Hi! It's the second example of String's method retain. I have trouble understanding expression in the closure passed to it. Can you explain it to me? Thanks in advance!
let mut s = String::from("abcde");
let keep = [false, true, true, false, true];
let mut i = 0;
s.retain(|_| (keep[i], i += 1).0);
assert_eq!(s, "bce");
That's a weird hack. Since i += 1 is an expression (of type ()) you can put it into a tuple (keep[i], i += 1) of type (bool, ()). The field accessor .0 then extracts the first field out of this tuple. Tuple expressions are evaluated from left to right, so all that remains of the second field is the side-effects of evaluating it.

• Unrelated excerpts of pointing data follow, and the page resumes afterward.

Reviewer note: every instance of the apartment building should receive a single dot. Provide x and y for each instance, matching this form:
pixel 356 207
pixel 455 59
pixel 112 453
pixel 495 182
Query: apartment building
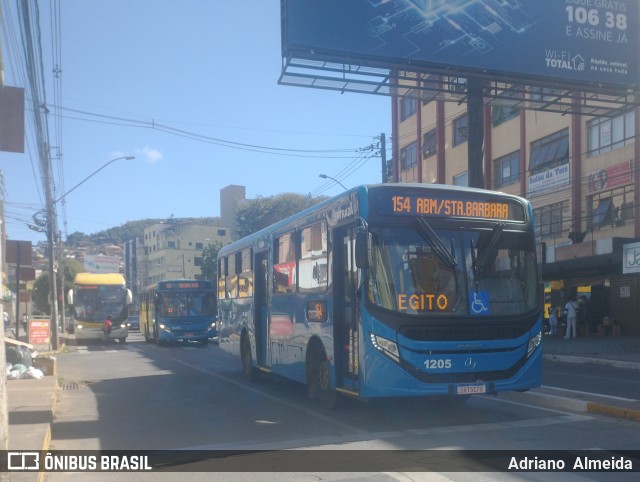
pixel 578 171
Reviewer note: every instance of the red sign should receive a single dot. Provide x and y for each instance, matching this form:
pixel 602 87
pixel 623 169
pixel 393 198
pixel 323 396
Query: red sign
pixel 39 332
pixel 610 177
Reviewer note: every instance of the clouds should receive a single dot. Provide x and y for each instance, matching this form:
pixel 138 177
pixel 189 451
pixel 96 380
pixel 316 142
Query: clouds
pixel 149 155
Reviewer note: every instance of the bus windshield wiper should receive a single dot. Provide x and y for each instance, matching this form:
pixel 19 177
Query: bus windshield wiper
pixel 485 249
pixel 431 237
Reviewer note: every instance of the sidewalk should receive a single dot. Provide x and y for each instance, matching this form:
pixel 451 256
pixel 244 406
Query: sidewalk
pixel 621 352
pixel 32 402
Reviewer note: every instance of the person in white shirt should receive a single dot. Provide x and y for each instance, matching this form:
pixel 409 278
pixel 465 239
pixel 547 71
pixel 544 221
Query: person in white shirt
pixel 571 312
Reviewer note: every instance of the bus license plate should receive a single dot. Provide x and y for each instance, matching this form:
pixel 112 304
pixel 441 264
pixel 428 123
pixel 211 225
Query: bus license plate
pixel 471 388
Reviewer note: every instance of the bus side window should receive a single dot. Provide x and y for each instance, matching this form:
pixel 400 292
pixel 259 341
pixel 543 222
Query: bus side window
pixel 284 266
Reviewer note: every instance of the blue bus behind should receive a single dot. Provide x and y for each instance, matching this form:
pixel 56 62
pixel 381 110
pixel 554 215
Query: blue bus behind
pixel 389 290
pixel 179 310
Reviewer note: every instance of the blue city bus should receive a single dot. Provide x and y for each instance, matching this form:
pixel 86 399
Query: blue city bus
pixel 388 291
pixel 179 310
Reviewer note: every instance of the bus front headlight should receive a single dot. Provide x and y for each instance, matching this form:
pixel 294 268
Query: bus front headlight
pixel 534 343
pixel 387 347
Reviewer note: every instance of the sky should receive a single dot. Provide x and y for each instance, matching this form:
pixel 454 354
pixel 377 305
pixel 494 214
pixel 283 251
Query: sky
pixel 189 88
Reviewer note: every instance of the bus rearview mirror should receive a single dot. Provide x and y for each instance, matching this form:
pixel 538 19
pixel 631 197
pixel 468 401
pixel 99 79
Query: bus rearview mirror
pixel 363 243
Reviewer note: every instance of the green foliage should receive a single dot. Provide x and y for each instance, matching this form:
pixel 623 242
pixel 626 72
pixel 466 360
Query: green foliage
pixel 262 212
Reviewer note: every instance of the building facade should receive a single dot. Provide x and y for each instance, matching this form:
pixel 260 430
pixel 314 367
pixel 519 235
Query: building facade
pixel 579 172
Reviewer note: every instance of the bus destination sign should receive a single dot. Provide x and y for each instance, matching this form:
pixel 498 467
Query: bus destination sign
pixel 449 205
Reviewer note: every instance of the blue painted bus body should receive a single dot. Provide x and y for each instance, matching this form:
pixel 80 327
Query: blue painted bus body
pixel 314 316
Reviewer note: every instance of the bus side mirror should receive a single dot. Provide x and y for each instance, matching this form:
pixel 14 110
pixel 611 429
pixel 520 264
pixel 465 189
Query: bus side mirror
pixel 363 250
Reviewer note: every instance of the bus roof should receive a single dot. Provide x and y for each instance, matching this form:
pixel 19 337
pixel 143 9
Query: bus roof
pixel 99 279
pixel 360 190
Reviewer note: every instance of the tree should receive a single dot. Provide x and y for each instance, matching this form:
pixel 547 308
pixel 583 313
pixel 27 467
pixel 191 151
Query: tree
pixel 262 212
pixel 209 266
pixel 41 289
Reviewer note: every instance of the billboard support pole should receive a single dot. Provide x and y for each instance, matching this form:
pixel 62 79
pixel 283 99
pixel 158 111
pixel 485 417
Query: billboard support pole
pixel 475 108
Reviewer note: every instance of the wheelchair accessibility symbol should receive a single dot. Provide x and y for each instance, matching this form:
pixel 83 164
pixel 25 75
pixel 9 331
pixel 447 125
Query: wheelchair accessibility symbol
pixel 479 302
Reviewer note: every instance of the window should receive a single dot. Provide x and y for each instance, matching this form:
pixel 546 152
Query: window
pixel 550 151
pixel 549 219
pixel 245 274
pixel 461 130
pixel 506 170
pixel 284 265
pixel 409 156
pixel 603 213
pixel 408 107
pixel 606 134
pixel 611 208
pixel 222 276
pixel 313 265
pixel 429 144
pixel 461 179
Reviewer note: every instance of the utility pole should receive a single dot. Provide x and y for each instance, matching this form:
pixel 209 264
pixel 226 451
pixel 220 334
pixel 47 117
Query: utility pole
pixel 383 156
pixel 4 403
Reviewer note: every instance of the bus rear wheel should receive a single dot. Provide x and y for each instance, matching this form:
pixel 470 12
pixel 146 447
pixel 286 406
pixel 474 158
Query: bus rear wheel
pixel 329 398
pixel 319 381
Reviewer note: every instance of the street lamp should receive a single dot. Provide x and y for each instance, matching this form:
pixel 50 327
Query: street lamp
pixel 128 158
pixel 51 225
pixel 324 176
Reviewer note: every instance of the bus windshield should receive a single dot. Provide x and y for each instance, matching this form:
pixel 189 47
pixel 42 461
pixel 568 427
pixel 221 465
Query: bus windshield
pixel 175 304
pixel 422 270
pixel 95 302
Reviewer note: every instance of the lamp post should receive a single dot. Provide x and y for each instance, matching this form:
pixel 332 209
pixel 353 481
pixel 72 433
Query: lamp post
pixel 51 230
pixel 324 176
pixel 128 158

IMO something involving a block such as |_| { i += 1; keep[i-1] } would be nicer. Even better perhaps to just introduce an iterator let mut it = keep.iter().copied(); and use s.retain(|_| it.next().unwrap())
I'll mentally keep (i, i += 1).0 in mind as a weird way of creating a post-increment “i++” in Rust. So an even more weird viable alternative would have been |_| keep[(i, i += 1).0]
The example for Vec::retain was already switched to an iterator in rust#81811, so I guess String::retain ought to follow that new style. edit: VecDeque too!